Несмотря на слухи, распространяемые о нем, как и о прочих деятелях революции, эти хищники не сомневались в его неподкупности; но они знали, что он тщеславен и легковерен, и надеялись обойти его лестью и в особенности снисходительно-фамильярным обращением, которое, по их мнению, было приятней всякой лести. Они рассчитывали при его содействии играть на повышении и понижении всех ценностей, которые они пожелали бы купить или продать, и полагали, что он будет служить их интересам, воображая, будто работает лишь на благо общества.
Сводня по призванию, хотя она еще не достигла того возраста, когда женщина отказывается от любви, гражданка Рошмор задалась целью свести законодателя-журналиста с банкиром, и ее безумная фантазия рисовала ей революционера, с руками, еще обагренными кровью сентябрьских жертв, участником шайки финансистов, агентом которых она состояла; она уже ясно представляла себе его втянутым, в силу свойственной ему чувствительности и доверчивости, в самый центр биржевых спекуляций, в круг людей, которых она так любила, – в мир скупщиков, поставщиков, заграничных эмиссаров, крупье, светских Цирцей.
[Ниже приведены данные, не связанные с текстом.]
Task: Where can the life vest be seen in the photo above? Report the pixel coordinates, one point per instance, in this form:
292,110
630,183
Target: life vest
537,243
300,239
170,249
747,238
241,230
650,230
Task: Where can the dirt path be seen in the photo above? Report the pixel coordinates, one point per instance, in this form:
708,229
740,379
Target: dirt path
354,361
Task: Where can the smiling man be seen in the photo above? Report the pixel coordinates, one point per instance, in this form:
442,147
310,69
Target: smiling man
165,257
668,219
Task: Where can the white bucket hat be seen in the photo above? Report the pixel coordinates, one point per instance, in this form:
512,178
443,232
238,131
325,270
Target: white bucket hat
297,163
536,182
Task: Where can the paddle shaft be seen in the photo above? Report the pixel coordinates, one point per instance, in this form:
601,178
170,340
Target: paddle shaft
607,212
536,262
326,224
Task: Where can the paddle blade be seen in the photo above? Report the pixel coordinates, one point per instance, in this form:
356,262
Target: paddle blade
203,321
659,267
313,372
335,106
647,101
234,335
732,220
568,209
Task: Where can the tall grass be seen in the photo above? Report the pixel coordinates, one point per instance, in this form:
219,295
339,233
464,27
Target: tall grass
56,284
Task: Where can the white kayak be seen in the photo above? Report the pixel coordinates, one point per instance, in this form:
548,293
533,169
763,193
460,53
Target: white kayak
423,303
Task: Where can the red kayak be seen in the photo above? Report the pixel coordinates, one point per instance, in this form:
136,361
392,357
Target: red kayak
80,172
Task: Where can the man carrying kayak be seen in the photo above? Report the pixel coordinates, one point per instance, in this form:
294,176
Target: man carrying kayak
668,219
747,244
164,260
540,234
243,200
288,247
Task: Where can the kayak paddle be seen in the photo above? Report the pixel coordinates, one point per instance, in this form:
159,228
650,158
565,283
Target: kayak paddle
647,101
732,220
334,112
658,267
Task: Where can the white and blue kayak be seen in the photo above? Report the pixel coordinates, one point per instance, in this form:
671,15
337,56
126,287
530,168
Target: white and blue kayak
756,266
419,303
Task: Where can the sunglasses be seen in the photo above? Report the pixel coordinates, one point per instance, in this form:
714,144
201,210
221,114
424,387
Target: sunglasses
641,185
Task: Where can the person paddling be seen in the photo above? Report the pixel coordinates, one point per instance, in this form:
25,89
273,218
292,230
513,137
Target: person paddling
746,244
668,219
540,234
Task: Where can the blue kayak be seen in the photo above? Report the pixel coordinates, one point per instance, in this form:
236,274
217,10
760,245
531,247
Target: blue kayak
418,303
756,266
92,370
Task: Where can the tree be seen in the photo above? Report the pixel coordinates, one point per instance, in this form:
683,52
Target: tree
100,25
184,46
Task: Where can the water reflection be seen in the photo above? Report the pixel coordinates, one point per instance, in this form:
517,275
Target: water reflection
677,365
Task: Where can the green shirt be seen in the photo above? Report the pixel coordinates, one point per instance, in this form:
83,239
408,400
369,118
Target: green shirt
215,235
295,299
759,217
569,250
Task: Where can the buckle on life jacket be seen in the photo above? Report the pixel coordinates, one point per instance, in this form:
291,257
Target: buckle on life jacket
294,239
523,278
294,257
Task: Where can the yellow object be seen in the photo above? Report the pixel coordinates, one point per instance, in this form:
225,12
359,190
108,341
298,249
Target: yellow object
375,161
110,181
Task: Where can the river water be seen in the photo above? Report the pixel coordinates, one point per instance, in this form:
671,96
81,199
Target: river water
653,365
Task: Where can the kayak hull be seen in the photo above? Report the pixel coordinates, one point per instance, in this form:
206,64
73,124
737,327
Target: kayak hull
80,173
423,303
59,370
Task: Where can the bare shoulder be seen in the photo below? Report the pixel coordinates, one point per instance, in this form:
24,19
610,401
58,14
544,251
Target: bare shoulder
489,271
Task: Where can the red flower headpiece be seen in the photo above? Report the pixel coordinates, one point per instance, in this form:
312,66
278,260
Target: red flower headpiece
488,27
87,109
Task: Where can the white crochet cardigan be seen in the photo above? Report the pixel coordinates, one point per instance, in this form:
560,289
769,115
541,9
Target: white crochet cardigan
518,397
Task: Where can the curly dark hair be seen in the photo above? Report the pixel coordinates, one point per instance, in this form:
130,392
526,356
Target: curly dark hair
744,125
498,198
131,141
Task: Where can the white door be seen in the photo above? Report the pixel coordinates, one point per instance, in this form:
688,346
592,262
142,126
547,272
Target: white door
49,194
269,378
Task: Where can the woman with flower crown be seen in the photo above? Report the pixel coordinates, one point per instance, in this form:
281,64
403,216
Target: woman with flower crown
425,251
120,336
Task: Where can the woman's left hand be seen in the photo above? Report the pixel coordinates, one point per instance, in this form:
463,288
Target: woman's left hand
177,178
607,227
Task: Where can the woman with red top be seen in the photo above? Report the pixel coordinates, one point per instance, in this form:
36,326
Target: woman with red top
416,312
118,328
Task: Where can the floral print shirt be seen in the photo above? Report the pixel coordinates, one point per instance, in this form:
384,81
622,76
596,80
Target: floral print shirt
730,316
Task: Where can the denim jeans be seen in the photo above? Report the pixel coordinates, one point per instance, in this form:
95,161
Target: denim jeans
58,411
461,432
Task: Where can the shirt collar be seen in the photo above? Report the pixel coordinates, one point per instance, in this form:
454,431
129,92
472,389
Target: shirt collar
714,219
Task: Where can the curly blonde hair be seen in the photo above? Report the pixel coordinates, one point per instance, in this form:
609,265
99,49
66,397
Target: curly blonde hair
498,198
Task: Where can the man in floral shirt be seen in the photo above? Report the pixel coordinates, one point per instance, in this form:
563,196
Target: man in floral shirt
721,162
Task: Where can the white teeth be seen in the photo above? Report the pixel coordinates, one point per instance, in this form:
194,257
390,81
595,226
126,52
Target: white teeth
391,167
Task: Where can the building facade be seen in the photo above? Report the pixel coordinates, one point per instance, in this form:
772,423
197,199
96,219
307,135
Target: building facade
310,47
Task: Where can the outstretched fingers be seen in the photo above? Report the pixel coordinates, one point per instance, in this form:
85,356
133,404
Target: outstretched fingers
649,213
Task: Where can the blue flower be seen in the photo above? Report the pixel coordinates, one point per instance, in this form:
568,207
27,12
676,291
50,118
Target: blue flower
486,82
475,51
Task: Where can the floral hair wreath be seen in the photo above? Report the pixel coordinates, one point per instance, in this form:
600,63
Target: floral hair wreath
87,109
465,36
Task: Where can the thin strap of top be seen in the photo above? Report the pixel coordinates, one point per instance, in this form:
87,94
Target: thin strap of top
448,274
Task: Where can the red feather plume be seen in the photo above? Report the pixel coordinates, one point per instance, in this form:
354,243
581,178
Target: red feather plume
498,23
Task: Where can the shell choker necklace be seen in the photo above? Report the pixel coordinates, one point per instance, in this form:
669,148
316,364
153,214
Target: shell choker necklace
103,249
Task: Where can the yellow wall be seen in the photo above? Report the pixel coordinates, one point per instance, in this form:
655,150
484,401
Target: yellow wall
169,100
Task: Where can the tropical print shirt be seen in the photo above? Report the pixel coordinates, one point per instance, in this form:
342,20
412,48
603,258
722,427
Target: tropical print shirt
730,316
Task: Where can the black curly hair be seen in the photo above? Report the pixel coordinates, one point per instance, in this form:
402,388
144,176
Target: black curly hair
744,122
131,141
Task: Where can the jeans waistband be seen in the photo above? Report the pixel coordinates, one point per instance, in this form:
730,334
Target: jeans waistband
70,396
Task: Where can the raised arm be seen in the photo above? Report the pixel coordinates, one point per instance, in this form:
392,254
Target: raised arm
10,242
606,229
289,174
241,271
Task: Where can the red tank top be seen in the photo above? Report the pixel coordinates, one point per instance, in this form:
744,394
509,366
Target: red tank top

Она настаивала на том, чтобы Гамлен повел ее к Другу Народа, живущему неподалеку, на улице Кордельеров, близ церкви. После некоторого сопротивления художник уступил желанию гражданки.
Драгун Анри, которому они предложили присоединиться к ним, отказался, ссылаясь на то, что он хочет сохранить свободу даже по отношению к гражданину Марату, оказавшему, бесспорно, услуги республике, но в последнее время обнаружившему некоторые признаки слабости: разве не он в своей газете советовал парижскому населению мириться с выпадающими ему на долю тяготами?
И Анри мелодичным голосом, перемежая свою речь глубокими вздохами, оплакивал республику, преданную теми, на кого она возложила все свои упования: Робеспьером, восстающим против несменяемости секций; Маратом, чьи малодушные советы угашают пыл граждан.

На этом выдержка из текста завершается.